How long does it take to put a YouTube video together?
This is a common question. There is no pattern, rhyme or reason to how long it takes me to "put a video together." The separate execution mechanics are predictable. I know how long it takes to record a video take. I know how long it takes to batch-convert takes prior to editing. But -- without being punny -- I don't know how many takes a project will take.

What are the ingredients of a viral video?
That's like asking "what are the ingredients of a world-famous CEO?" during sex. You don't know. You don't control it. You let the kid grow up and become what they become. Artists just make art. The public decides whether that art is viral.

What advice would you give a YouTuber who has a viral hit?
A viral hit is not necessarily a business unless you have a brand and iterate your brand.
Living a public life with clear consistent, branding makes it easier to monetise viral hits as a larger business -- if they happen.

Does Chocolate Rain fame overshadow any of your other work?
No. Most entertainers have "calling cards." William Shatner has acted in hundreds of projects, even if he is best-known for "Star Trek." I am grateful for my calling cards. Beyond that, they aren't relevant to present endeavours.

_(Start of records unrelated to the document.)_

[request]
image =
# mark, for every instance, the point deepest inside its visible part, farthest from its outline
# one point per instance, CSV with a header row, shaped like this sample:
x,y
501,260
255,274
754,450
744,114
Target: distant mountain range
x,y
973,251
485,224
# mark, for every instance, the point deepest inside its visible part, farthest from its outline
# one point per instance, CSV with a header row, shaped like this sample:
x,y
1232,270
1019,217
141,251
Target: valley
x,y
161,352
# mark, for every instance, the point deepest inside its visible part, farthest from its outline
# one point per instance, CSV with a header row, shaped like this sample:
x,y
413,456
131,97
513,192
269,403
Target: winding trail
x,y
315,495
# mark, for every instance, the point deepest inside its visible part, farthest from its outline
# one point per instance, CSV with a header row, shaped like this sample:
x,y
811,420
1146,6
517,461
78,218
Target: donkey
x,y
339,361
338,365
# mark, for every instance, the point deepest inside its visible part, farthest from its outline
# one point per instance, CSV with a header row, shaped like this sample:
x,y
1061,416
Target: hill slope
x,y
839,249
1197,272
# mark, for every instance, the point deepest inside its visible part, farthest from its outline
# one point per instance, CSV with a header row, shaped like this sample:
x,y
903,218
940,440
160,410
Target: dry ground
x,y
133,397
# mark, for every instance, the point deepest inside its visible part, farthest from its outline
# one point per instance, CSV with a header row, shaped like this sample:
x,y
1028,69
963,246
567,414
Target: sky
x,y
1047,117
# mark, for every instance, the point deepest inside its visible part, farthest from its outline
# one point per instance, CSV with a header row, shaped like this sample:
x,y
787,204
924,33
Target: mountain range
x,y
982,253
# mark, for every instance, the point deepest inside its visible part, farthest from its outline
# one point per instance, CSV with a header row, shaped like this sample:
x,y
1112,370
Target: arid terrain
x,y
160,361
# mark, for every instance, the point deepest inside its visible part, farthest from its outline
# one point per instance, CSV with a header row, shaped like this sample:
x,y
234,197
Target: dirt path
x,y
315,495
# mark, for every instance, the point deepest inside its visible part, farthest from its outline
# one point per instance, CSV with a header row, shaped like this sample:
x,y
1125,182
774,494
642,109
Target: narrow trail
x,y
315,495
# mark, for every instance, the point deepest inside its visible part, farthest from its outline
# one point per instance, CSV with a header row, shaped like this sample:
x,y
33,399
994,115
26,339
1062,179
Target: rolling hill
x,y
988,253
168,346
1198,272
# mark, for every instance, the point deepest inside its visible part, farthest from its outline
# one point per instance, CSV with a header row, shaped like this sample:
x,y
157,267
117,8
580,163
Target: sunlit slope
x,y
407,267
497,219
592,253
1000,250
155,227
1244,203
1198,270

How different are Tay Zonday and Adam?
They became the same. At first, Tay Zonday was intended as an alter-ego. But the alter-ego reached a level of prominence where it became the person. Nobody wants Carlos Irwin Estevez; they want Charlie Sheen. It's great to have a government name and a brand, but I wouldn't say they're different identities.

What are your plans for the next ten years?
Nobody knows where long-form entertainment is headed. Some film and television has migrated to subscription services like Netflix and Amazon. Cable television is a elephantine yet problematic marriage of content revenue and infrastructure revenue. Youtube revenue has not scaled to be able to sustain big-budget long-form content like "House of Cards" or "Game of Thrones." Every company is desperate to establish themselves as a platform on devices, creating a market for entertainment consumers that is fragmented and frustrating.
I'd like to believe that in this whirlwind, I can continue to be a part of successful art.